Y nos pregunta: ¿Sabe por qué la gente en la calle tiene perros? Responde: “Porque el perro lo abriga y lo escucha. Yo tenía uno, el Corbata y me ponía a conversar con él, me escuchaba. Me desahogaba con el animal”.
Jorge es vendedor ambulante de dulces en Viña del Mar, donde es nacido y criado. De niño, jugaba en el cementerio abandonado de Recreo. “Tuve una bonita infancia, fui hijo único y regalón. Mi error fue no seguir estudiando, hice hasta octavo en el Liceo de Recreo. De viejo hice un curso de manipulación de alimentos en la Católica de Valparaíso”.
Su compañero Rubén solo estudió hasta séptimo.
-¿Qué significa para ustedes el programa Vivienda Primero?
-En una palabra, significa vida. Aquí uno tiene paz, tranquilidad y el apoyo de un equipo espectacular. Ojalá creciera más y que favoreciera a más personas que viven en la calle.
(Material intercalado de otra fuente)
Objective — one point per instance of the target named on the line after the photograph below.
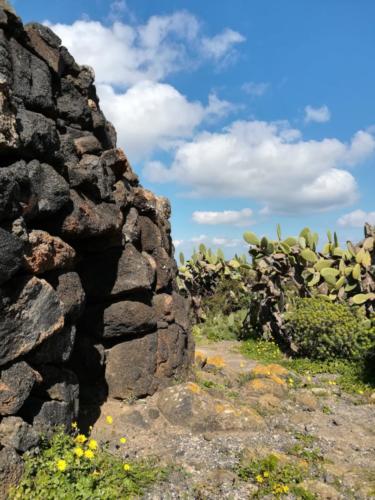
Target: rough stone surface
(131, 366)
(16, 383)
(87, 272)
(11, 470)
(120, 319)
(11, 251)
(30, 313)
(16, 433)
(46, 252)
(117, 271)
(56, 349)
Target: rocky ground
(236, 411)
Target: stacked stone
(87, 276)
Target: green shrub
(220, 326)
(320, 329)
(74, 466)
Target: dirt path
(235, 411)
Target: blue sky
(244, 113)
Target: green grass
(59, 472)
(352, 377)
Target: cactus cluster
(208, 273)
(293, 267)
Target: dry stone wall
(88, 301)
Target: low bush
(320, 329)
(75, 467)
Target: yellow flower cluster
(280, 489)
(61, 465)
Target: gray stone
(46, 44)
(72, 105)
(131, 367)
(16, 383)
(30, 313)
(11, 253)
(124, 318)
(16, 433)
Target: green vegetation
(291, 268)
(324, 330)
(275, 476)
(74, 466)
(220, 326)
(214, 284)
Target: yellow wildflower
(81, 438)
(93, 445)
(89, 454)
(61, 465)
(78, 451)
En 1992, surgió en Nueva York el original modelo de intervención social conocido como Housing First (Vivienda Primero), de la mano del psiquiatra y psicólogo Sam Tsemberis, fundador de la organización Pathways to Housing.
Este enfoque surgió como una alternativa a los modelos tradicionales de tratamiento para personas sin hogar, especialmente aquellas con enfermedades mentales, adicciones y/o discapacidad.
Ha ganado apoyo como alternativa a la forma tradicional de intervención, dado que los primeros presentan tasas significativamente más bajas de consumo y abuso de sustancias y son significativamente menos propensos a abandonar su programa, ya que en los países donde se ha aplicado el 85% de las personas no vuelve a la calle.
El impacto positivo de los programas de Vivienda Primero contrasta con las dificultades para retener a los pacientes a los que se les da primero el tratamiento para su enfermedad y evita el incremento del uso de sustancias y la posible recaída.